In addition to the indices listed above, the following specific comparisons may
be appropriate:

Utilities Series may be compared to Moody's Utilities Stock Index, an unmanaged
index of utility stock performance.

DynaTech Series may be compared to:

a) Hambrecht & Quist Technology Index - an unmanaged index of technology-based
companies published by Hambrecht & Quist.

b) Pacific Stock Exchange Technology Index - an unmanaged index representing a
wide variety of technology-based companies ranging from established companies to
emerging growth companies.

c) Over-the-Counter (OTC) Composite Stock Index - an unmanaged index of stock
performance of all stocks listed in the OTC market.

Income Series and U.S. Government Securities Series may be compared to:

a) Salomon Brothers Broad Bond Index or its component indices - measures yield,
price, and total return for Treasury, agency, corporate, and mortgage bonds.

b) Lehman Brothers Aggregate Bond Index or its component indices - measures
yield, price and total return for Treasury, agency, corporate, mortgage, and
Yankee bonds.

c) Standard & Poor's Bond Indices - measures yield and price of corporate,
municipal, and government bonds.

d) Other taxable investments including certificates of deposit (CDs), money
market deposit accounts (MMDAs), checking accounts, savings accounts, money
market mutual funds, and repurchase agreements.

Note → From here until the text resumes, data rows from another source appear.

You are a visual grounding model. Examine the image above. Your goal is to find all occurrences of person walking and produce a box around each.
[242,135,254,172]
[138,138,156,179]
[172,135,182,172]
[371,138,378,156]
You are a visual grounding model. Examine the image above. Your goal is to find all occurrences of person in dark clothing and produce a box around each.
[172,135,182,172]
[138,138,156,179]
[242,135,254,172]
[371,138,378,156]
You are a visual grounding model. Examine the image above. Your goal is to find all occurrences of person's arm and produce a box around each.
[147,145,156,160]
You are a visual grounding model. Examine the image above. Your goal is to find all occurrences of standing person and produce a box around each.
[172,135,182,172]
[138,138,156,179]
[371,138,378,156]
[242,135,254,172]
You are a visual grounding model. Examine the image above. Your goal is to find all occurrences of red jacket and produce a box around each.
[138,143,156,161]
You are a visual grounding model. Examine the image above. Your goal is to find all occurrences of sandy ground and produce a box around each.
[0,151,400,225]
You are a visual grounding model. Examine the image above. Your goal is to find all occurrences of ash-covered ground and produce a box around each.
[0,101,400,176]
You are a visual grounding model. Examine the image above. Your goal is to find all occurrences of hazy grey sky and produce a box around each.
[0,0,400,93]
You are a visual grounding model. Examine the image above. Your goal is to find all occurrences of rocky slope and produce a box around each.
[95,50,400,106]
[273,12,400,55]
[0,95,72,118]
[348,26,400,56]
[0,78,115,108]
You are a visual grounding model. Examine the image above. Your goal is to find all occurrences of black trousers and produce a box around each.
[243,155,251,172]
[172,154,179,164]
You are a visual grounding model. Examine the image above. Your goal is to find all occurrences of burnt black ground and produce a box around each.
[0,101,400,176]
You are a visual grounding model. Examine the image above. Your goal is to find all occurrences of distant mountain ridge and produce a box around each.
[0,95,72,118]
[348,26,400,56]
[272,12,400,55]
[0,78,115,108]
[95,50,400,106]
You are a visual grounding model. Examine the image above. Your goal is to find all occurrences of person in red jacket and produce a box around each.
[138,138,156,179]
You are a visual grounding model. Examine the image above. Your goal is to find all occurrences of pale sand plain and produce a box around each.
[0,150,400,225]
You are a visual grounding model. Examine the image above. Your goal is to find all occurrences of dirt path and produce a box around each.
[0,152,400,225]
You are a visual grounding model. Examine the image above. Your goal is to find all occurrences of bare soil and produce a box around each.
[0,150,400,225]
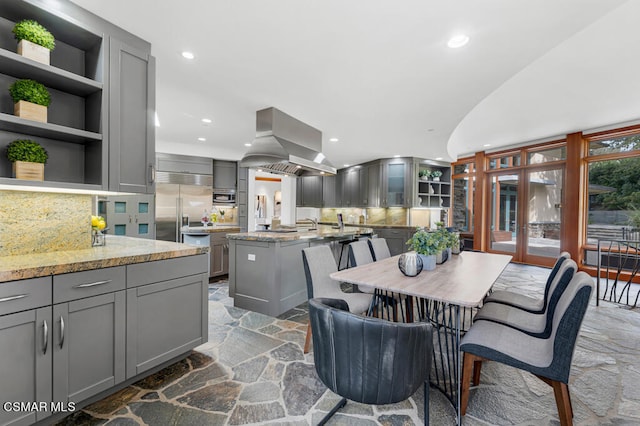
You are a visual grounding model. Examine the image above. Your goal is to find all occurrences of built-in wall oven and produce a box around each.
[212,189,236,206]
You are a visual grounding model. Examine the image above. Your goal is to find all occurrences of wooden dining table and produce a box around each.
[330,252,511,424]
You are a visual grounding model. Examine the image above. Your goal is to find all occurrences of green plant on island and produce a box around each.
[7,139,49,164]
[12,19,56,50]
[407,228,446,256]
[9,80,51,107]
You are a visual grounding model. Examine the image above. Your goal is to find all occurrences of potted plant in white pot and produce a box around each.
[9,80,51,123]
[12,19,56,65]
[7,139,49,180]
[407,228,442,271]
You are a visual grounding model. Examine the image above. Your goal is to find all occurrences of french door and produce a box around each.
[486,165,564,265]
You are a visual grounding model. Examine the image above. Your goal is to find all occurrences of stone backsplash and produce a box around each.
[0,191,92,257]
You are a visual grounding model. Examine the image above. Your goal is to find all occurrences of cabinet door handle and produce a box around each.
[73,280,113,288]
[60,317,64,349]
[149,164,156,183]
[42,320,49,354]
[0,294,28,302]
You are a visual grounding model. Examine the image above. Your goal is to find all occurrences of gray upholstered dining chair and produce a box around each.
[302,244,373,353]
[309,298,433,425]
[473,259,578,338]
[460,272,594,426]
[484,251,571,314]
[368,238,391,260]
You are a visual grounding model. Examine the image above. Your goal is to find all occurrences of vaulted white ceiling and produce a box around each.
[73,0,640,168]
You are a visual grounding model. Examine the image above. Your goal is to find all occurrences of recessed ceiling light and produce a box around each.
[447,34,469,49]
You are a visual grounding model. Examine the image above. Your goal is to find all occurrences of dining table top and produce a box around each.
[330,251,512,307]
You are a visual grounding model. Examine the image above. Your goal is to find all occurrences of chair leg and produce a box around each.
[304,321,311,354]
[423,380,429,426]
[318,398,347,426]
[551,380,573,426]
[460,352,476,416]
[473,359,482,386]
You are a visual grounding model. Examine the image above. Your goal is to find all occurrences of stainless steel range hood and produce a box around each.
[239,108,336,175]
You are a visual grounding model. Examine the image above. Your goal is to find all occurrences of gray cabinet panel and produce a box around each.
[213,160,238,189]
[127,274,208,377]
[0,306,53,425]
[127,254,209,288]
[109,38,155,194]
[52,291,126,402]
[0,277,51,315]
[53,266,126,303]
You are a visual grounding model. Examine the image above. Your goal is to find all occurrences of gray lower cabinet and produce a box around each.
[0,254,208,426]
[51,290,126,402]
[0,306,52,425]
[51,266,126,402]
[126,254,209,378]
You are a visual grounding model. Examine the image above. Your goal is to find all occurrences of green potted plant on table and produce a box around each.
[12,19,56,65]
[407,228,443,271]
[7,139,49,180]
[9,80,51,123]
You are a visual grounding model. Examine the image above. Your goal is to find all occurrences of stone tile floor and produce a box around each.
[60,264,640,426]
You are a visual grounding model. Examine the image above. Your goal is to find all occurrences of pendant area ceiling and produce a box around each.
[73,0,640,168]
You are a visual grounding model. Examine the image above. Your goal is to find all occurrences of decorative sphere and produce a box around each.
[398,252,422,277]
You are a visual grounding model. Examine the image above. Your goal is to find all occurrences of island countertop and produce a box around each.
[227,225,373,241]
[0,235,209,283]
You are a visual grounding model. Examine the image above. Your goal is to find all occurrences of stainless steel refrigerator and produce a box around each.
[156,172,213,242]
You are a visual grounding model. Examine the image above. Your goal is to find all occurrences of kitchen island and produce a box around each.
[0,235,209,424]
[227,225,372,317]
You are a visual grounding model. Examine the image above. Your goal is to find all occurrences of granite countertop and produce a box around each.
[227,225,373,241]
[0,235,209,283]
[180,225,240,234]
[319,222,418,229]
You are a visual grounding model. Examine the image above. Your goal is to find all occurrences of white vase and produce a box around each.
[418,254,436,271]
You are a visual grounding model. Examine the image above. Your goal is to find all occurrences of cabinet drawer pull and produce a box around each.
[60,317,64,349]
[42,320,49,354]
[0,294,28,302]
[73,280,113,288]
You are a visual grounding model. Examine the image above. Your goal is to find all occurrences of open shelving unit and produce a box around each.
[415,165,451,208]
[0,0,108,190]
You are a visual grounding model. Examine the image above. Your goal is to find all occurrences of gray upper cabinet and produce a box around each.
[213,160,238,189]
[0,0,155,193]
[109,37,155,194]
[380,158,414,207]
[322,175,341,207]
[296,176,323,207]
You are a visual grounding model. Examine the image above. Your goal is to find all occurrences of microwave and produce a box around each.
[212,189,236,205]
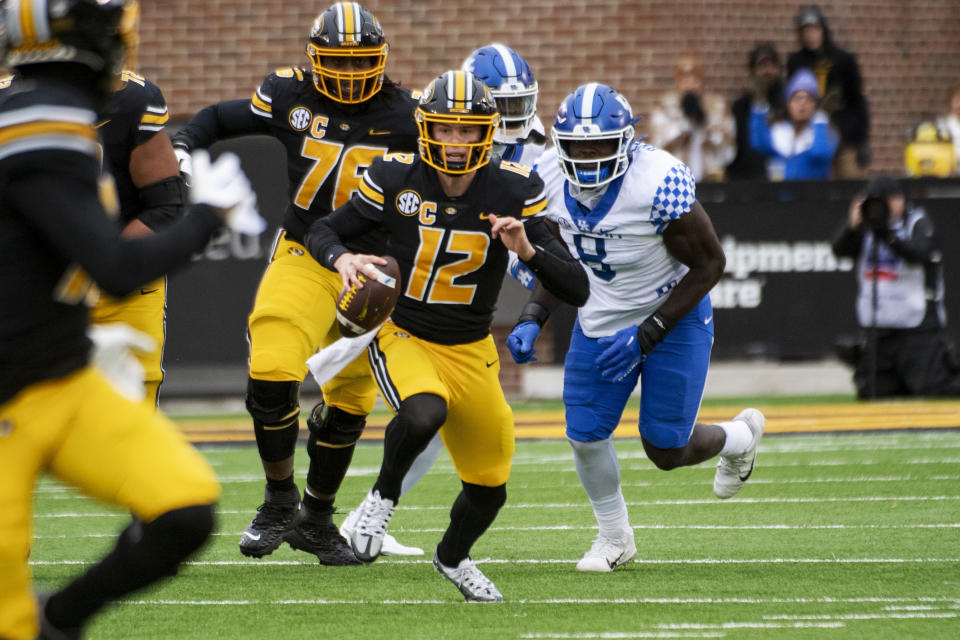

From time to time, advertisements or information for the Fund may include a
discussion of certain attributes or benefits to be derived by an investment in
any of the Fund's Series. Such advertisements or information may include
symbols, headlines, or other material which highlight or summarize the
information discussed in more detail in the communication. For example:

1. Franklin pioneered the concept of Ginnie Mae funds, and the U.S. Government
Securities Series, with over $11 billion in assets and more than 500,000
shareholders at the end of its fiscal year, is one of the largest Ginnie Mae
funds in the U.S. and the world. Shareholders in this Series, which has a
history of solid performance, range from individual investors with a few
thousand dollars to institutions that have invested millions of dollars.

The U.S. Government Securities Series offers investors the opportunity to invest
in GNMAs, which are among the highest yielding U.S. government securities on the
market.

2. Advertisements or information about the U.S. Government Securities Series may
compare the performance of a class of the Series to the return on certificates
of deposit or other investments. You should be aware, however, that an
investment in the U.S. Government Securities Series involves the risk of
fluctuation of principal value, a risk generally not present in an investment in
a certificate of deposit issued by a bank. For example, as the general level of
interest rates rise, the value of the U.S. Government Series' fixed-income
investments, as well as the value of its shares which are based upon the value
of such portfolio investments, can be expected to decrease. Conversely, when
interest rates decrease, the value of the Series' shares can be expected to
increase. Certificates of deposit are frequently insured by an agency of the
U.S. government. An investment in the Series is not insured by any federal,
state or private entity.

3. The Utilities Series has paid uninterrupted dividends for the past 47 years.
Over the life of the Utilities Series, dividends have increased in 28 of the
last 46 years. Historically, equity securities of utility companies have paid a
higher level of dividends than that paid by the general stock market. The
Utilities Series, well established for over 40 years, is the oldest mutual fund
in the U.S. investing in securities issued by public utility companies,
primarily in the country's fast growing regions, and the Series has been
continuously managed by the same portfolio manager since 1957.

4. The Income Series has paid uninterrupted dividends for the past 46 years.

5. The Growth Series offers investors a convenient way to invest in a
diversified portfolio of America's established growth companies, companies that
are leaders in their industries.

6. The Growth Series made the 1990 and 1991 Forbes Mutual Fund Honor Roll for
its performance in both up and down markets.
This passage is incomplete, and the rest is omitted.